The way I ended up learning and becoming infatuated with programming was with
my TI-82 calculator. By trial and error I would write programs for games,
class notes (hi-tech cheat sheets) and animations. In college I began taking
"real" programming classes, but found the teaching to be both dated and
lacking real-world application. I kept learning through side projects though
and now, 12 years later, I realize that in this vocation, there is never an
end to learning and that people can learn in so many different ways.

I think the misconception some teachers have is that if a student is
struggling, he or she is either incapable of learning the material or just not
trying. The reality is that it could just be a reflection of how effective the
teacher's methods are for that particular student.

------
apu
From a comment I made 2 years ago when this paper was brought up:

 _I've been fairly skeptical of this paper ever since reading Alan Kay's
rebuttal:<http://www.secretgeek.net/camel_kay.asp>

I trust Kay much more than these authors on matters of computer science,
teaching, or ideas in general._

To expand a bit, I've since mentored over a dozen students and I've found that
in most cases of students who couldn't program well, the issue was "further
upstream." That is, there was some misunderstanding at a more fundamental
level that was preventing them from continuing forward. Once that issue was
fixed, they rapidly catch up to where they should be.

------
drumdance
FWIW I remember having a hard time understanding equations when I first
learned them in algebra. I remember that most of the class argued with the
teacher about it. Eventually I _was_ able to grok it, of course, but the
average person doesn't get much beyond algebra.

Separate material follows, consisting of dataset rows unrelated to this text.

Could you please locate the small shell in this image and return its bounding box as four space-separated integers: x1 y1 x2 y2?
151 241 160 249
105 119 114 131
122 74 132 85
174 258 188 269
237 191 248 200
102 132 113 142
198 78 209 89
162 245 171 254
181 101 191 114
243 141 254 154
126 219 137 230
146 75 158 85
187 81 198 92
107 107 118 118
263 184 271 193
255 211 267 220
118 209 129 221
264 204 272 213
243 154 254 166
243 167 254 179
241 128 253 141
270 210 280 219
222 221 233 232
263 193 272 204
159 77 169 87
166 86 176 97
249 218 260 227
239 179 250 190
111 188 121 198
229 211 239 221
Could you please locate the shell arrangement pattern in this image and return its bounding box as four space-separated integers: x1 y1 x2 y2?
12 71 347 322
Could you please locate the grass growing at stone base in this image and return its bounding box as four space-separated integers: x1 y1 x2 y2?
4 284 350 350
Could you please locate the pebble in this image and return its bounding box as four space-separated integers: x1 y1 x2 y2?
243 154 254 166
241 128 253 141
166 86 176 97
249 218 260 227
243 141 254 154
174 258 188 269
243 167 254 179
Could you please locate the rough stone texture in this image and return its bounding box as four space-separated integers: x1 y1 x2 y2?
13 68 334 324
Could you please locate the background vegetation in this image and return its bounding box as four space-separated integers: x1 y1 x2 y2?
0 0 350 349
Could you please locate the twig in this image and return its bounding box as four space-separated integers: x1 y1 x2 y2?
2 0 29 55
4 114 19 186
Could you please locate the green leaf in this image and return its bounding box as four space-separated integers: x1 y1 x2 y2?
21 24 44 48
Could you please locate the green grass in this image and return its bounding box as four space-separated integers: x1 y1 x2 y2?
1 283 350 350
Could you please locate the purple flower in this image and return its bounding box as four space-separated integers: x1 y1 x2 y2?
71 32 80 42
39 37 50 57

Also, assignment is rather strange concept relative to math education. I don't
remember any test where we had to create an algorithm. Variables where things
you solved for, not tools.

------
Simucal
Eh, that test seemed like it could be unintuitive to those that have never had
programming exposure before.

How are they to know that "=" is assignment and not testing equality? I guess
you could glean that from the context where they immediately ask you the
values of the variables after the operation but I could see someone
misinterpreting the semantics of that operator.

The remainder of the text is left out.